Today, the Senate Special Committee on Aging, led by Chairman Bob Casey, released a new report, “Uninspected and Neglected: Nursing Home Agencies are Severely Understaffed, Putting Residents at Risk.” The report details a nationwide staffing crisis at state survey agencies that is directly impacting the health and well-being of nursing home residents. In addition, the Senate Special Committee on Aging held a hearing on the issue today, at which State Long-Term Care Ombudsman Leah McMahon testified regarding how inadequate staffing at state survey agencies is impacting resident care in Colorado.
The importance of state survey agencies cannot be understated. They are charged with enforcing federal and state regulations to ensure the safety of nursing home residents. Inadequate state surveying activity allows facilities to continue to operate in a manner that harms residents or puts them at risk of harm.
Key findings from the report include:
- One-third of the 15,000 nursing homes in the United States are behind on their annual surveys, with 11% of homes not having had a survey in over two years.
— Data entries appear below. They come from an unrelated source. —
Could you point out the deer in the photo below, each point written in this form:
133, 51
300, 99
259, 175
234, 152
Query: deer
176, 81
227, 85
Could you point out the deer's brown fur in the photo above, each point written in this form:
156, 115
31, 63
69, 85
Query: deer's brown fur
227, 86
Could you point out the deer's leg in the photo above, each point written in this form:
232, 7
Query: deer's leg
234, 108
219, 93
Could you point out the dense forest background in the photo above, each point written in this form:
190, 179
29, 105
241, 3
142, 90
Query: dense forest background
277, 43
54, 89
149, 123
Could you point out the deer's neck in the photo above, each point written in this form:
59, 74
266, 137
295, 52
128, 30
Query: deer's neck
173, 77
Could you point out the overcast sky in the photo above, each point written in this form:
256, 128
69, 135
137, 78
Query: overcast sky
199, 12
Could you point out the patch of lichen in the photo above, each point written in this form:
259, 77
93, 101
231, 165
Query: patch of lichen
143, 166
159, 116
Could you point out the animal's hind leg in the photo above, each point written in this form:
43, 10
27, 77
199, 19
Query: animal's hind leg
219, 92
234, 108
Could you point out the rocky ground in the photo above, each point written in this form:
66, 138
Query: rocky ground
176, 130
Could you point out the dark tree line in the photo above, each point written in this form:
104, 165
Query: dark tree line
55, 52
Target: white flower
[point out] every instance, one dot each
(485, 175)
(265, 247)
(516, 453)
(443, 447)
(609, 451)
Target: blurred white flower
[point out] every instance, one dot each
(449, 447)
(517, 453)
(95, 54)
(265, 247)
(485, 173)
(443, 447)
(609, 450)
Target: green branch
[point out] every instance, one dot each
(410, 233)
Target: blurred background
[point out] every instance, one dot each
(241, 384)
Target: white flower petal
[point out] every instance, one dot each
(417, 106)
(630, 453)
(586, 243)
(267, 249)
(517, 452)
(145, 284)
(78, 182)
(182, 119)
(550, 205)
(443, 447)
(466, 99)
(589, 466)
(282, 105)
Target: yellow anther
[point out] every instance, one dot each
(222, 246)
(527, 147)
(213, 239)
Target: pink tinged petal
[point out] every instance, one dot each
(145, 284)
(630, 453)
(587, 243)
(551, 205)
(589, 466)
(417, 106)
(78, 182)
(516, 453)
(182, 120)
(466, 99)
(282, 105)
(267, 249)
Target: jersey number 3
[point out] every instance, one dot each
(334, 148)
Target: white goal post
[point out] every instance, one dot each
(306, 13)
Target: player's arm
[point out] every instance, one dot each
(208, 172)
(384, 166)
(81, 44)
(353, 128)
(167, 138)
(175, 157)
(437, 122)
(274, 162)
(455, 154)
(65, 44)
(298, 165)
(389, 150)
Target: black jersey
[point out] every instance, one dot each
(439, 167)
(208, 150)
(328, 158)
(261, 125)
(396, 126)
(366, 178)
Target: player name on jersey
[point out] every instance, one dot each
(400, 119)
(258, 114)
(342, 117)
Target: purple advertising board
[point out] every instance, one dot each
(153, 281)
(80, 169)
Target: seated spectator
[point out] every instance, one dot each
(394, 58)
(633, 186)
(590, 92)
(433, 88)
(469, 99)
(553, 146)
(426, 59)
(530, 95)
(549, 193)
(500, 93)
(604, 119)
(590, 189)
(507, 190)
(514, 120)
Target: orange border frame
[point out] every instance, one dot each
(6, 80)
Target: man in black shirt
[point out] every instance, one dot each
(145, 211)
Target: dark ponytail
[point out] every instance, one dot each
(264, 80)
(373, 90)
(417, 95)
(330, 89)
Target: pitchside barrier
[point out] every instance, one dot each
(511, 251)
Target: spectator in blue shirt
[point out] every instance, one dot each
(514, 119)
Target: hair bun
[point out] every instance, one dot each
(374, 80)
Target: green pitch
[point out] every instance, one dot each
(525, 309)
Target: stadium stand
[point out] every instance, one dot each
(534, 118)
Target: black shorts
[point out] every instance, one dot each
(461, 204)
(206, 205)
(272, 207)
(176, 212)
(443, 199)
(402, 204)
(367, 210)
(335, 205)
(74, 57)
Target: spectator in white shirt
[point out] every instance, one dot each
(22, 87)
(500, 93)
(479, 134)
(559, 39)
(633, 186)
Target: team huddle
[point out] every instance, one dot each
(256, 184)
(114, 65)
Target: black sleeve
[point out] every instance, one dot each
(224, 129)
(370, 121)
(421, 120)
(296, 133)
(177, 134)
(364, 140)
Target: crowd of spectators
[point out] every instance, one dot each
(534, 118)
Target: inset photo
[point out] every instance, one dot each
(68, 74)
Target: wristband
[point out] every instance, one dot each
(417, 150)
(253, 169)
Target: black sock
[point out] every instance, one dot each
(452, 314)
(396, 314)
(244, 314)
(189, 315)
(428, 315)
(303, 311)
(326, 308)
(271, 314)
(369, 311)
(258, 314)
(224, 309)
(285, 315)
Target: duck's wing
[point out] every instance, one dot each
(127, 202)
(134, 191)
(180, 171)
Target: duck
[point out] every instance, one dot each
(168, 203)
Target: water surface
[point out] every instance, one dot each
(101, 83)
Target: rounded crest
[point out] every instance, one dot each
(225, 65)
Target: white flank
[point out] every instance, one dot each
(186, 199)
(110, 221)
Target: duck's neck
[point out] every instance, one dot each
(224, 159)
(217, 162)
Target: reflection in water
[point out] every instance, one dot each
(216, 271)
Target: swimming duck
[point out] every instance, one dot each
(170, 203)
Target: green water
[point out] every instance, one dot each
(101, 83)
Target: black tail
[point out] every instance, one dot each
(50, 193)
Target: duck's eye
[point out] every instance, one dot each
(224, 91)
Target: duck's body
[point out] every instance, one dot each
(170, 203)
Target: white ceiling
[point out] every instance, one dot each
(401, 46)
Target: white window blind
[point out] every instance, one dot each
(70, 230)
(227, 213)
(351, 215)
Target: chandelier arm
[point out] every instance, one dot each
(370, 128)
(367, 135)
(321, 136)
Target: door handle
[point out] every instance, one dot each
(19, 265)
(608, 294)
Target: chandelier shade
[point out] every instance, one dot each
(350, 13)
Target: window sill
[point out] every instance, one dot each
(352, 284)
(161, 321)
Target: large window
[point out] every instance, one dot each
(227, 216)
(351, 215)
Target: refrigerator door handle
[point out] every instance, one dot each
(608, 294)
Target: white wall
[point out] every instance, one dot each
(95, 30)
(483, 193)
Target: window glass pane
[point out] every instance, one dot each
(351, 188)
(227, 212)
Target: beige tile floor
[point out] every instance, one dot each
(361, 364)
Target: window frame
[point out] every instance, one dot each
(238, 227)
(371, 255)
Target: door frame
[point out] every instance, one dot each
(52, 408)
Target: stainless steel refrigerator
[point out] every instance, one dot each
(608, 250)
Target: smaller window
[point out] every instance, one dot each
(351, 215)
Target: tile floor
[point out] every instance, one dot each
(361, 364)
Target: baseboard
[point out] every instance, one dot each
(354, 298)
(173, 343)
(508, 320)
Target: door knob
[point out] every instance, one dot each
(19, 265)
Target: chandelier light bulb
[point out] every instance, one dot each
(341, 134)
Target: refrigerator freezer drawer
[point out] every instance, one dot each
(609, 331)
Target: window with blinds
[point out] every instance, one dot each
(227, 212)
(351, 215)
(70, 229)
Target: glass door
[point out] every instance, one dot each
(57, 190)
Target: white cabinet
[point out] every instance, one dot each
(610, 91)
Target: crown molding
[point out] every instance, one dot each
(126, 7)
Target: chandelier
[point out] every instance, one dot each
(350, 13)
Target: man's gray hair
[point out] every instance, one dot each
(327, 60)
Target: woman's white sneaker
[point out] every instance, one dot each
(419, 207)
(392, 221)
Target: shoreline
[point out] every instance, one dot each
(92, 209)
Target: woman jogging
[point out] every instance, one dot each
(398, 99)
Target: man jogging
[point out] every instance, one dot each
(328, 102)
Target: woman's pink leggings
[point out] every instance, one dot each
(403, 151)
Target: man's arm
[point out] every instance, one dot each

- 31 of 52 state survey agencies are experiencing vacancy rates of 20% or higher, with nine survey agencies having vacancy rates over 50%.
- Low salaries and burnout lead to high staff turnover in state agencies, which results in inexperienced surveyors.
- Many states have turned to hiring third-party companies to conduct surveying activities and are paying exorbitant fees for their services. The report also calls for increased oversight of these third-party survey companies.
The Committee’s report made several recommendations, including:
- Increased funding from Congress. Funding for state survey agencies has been flat for years, despite calls for increases from both Presidents Trump and Biden.
- Congress and state governments should take action to support state surveyors, including providing educational opportunities and mental health support.
- Congress should increase funding for State Long-Term Care Ombudsman programs. The report relies heavily on input from Ombudsman program representatives and notes their critical role in advocating on behalf of residents and calls for increased funding for these critical programs.
Consumer Voice has long been concerned about inadequate enforcement activities in nursing homes and delays attributable to staffing shortages and has repeatedly called for increased funding for state survey agencies. Consumer Voice is grateful to the Senate Special Committee on Aging and Chairman Casey for drawing attention to this important issue, and we urge Congress, the Centers for Medicare & Medicaid Services (CMS), and state governments to adopt the report’s recommendations.